# Air Handler w-15kw heater kit, Breaker and wire size??



## cjg9590 (Dec 13, 2014)

I am replacing a propane furnace with a Rheem Air Handler and 15kw heater kit. The manual says it needs a single circuit 80 amp breaker to split to 2 breakers in the unit with a jumper kit. Can I use 2 40 amp breakers with #6 wire instead of one 80 amp on a #4 wire.


----------



## joed (Mar 13, 2005)

No you can not.


----------



## rjniles (Feb 5, 2007)

No, the heat strips alone draw 62+ amps.


----------



## cjg9590 (Dec 13, 2014)

Thanks that's what i was wanting to know. Is the #4 HTTN wire the only option or I have heard you can use a 4/2 romex. I guess the hardware stores do not carry the 4/2 romex. I am having an HVAC guy install the unit but i was going to do the wiring.


----------



## Jim Port (Sep 21, 2007)

You are more likely to find SE cable in that size.


----------



## beenthere (Oct 11, 2008)

Most air handlers with 15 KW of strip heat. Can often use a 60 amp and 30 amp circuit. The 30 amp has the blower and 1-5KW heater, the 60 amp has the other 10 KW of strip heat.


----------



## mpoulton (Jul 23, 2009)

Check the manual/specs.
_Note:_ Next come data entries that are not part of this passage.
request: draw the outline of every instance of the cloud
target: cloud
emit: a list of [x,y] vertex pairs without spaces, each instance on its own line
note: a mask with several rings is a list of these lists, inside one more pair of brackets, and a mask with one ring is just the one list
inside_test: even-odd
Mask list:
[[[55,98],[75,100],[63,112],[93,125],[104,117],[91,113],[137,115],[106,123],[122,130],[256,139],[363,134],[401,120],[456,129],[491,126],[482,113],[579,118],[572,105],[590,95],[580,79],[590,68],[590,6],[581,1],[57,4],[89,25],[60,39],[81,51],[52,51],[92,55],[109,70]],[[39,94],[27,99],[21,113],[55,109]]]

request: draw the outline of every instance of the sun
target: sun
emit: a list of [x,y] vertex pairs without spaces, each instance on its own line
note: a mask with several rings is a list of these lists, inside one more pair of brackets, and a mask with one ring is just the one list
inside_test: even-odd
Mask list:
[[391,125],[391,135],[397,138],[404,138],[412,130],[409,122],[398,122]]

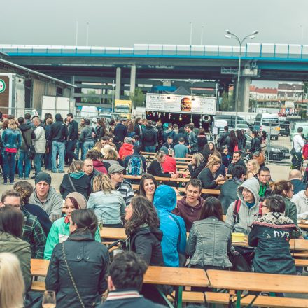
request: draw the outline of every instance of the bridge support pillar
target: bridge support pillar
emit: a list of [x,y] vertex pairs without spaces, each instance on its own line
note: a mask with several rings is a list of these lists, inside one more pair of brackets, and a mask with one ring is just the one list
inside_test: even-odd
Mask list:
[[250,77],[241,77],[239,79],[238,112],[249,111],[250,83]]
[[121,97],[121,68],[117,67],[115,75],[115,99]]
[[130,92],[133,94],[136,88],[136,65],[132,65],[130,68]]

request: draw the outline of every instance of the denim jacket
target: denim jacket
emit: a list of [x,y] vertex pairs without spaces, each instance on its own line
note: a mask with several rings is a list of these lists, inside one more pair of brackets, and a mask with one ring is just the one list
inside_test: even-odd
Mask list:
[[4,148],[20,148],[22,144],[22,138],[19,130],[12,130],[7,128],[2,133],[2,141]]
[[232,266],[227,257],[231,248],[231,226],[211,216],[195,221],[189,233],[186,254],[190,264],[200,266]]

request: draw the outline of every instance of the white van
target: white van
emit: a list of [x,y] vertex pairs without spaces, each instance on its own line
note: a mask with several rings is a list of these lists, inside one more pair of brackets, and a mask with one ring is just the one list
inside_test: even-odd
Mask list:
[[278,140],[279,134],[278,113],[258,113],[253,124],[253,130],[265,131],[268,138]]

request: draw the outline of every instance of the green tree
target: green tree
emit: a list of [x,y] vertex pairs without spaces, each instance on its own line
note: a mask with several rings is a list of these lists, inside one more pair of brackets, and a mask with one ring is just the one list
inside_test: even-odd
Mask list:
[[145,100],[145,95],[139,88],[136,88],[134,92],[130,95],[130,100],[132,103],[132,108],[142,107]]

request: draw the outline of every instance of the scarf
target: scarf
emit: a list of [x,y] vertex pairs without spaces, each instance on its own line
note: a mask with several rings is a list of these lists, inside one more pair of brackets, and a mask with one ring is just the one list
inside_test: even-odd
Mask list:
[[79,172],[72,172],[69,174],[69,176],[71,178],[75,178],[75,180],[79,180],[79,178],[82,178],[85,175],[85,172],[83,171],[80,171]]

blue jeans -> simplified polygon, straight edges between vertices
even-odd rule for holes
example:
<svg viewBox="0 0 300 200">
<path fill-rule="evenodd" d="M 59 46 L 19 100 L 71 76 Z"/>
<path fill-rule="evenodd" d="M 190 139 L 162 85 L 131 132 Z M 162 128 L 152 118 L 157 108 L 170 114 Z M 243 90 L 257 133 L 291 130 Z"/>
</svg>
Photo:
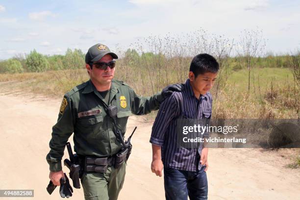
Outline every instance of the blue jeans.
<svg viewBox="0 0 300 200">
<path fill-rule="evenodd" d="M 207 199 L 208 184 L 203 166 L 200 171 L 189 172 L 165 167 L 165 194 L 167 200 Z"/>
</svg>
It may be possible to use two separate circuits to feed it.


----------



## stickboy1375 (Apr 28, 2012)

All depends on how the heat strips are divided up, but I can tell you this, if your air handler is far away from your electric panel, you probably are not going to want to run two circuits anyway, I personally would use 2/3 AL. SER, install a sub panel near the equipment. 


You better check the lugs on the equipment as well, they may only be rated for copper only, so that all has to be considered.


----------